XXXVI. — Il se peut, camarade, reprit Socrate, que ton impression soit juste ; mais dis-moi ce qui ne te satisfait pas.

— C’est que, répondit Simmias, on pourrait dire la même chose de l’harmonie d’une lyre et de la lyre elle-même et de ses cordes, que l’harmonie est quelque chose d’invisible, d’incorporel, de parfaitement beau et de divin dans la lyre accordée, et que la lyre elle-même et ses cordes sont des corps, de la matière, des choses composées, terreuses, apparentées à la nature mortelle. Supposons maintenant qu’on brise la lyre ou que l’on en coupe ou casse les cordes, puis qu’on soutienne avec ta manière de raisonner que cette harmonie doit nécessairement exister encore et qu’elle n’est point détruite ; car il est impossible, quand les cordes sont brisées, que la lyre avec ses cordes qui sont de nature mortelle existe encore, et que l’harmonie, qui est de même nature et de même famille que le divin et l’immortel, soit détruite et qu’elle ait péri avant ce qui est mortel.
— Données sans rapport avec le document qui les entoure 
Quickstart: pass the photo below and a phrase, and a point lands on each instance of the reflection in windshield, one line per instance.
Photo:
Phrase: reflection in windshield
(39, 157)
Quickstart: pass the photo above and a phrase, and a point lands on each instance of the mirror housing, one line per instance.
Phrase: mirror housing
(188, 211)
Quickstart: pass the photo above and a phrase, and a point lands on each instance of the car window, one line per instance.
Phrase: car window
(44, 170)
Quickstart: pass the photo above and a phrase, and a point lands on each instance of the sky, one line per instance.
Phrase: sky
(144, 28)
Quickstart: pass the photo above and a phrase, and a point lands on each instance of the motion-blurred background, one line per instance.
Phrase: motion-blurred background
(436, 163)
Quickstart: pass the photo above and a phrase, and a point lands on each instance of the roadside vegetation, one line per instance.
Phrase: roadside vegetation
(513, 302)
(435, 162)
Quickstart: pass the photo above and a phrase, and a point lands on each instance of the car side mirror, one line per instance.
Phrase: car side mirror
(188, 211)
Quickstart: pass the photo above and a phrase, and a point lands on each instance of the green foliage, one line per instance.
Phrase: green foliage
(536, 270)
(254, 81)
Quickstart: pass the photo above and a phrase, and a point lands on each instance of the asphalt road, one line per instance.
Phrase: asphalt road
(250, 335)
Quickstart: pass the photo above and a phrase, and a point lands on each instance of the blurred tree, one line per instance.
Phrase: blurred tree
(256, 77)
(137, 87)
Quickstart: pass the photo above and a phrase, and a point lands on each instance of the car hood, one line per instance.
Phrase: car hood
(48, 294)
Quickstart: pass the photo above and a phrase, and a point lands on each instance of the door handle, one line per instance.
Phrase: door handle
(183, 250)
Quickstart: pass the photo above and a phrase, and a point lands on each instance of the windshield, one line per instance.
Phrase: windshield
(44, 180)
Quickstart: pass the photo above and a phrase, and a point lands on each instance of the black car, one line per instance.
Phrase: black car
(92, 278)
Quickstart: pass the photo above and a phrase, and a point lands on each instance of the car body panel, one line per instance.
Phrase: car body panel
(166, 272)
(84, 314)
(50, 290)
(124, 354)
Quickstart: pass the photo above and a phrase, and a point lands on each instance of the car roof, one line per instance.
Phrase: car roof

Non, dirait-on, il est de toute nécessité que l’harmonie elle-même subsiste encore quelque part et que le bois et les cordes soient entièrement pourris avant qu’il lui arrive quoi que ce soit. Toi-même, Socrate, tu sais fort bien, je pense, que l’idée que nous nous faisons de l’âme revient à peu près à ceci de même que notre corps est tendu et maintenu par le chaud, le froid, le sec, l’humide et certaines choses du même genre, l’âme est un mélange et une harmonie de ces mêmes éléments, quand ils ont été combinés dans une mesure convenable et juste. Or, si l’âme est réellement une harmonie, il est clair que, lorsque le corps est relâché ou tendu démesurément par les maladies ou d’autres maux, il faut nécessairement que l’âme, en dépit de sa nature toute divine, périsse aussitôt comme les autres harmonies, qui sont dans les sons et dans tous les ouvrages des artisans, tandis que les restes de chaque corps durent fort longtemps, jusqu’à ce qu’ils soient brûlés ou réduits en putréfaction. Vois donc ce que nous pourrons répondre à cette argumentation, si l’on prétend que notre âme, étant un mélange des qualités du corps, périt la première dans ce qu’on appelle la mort.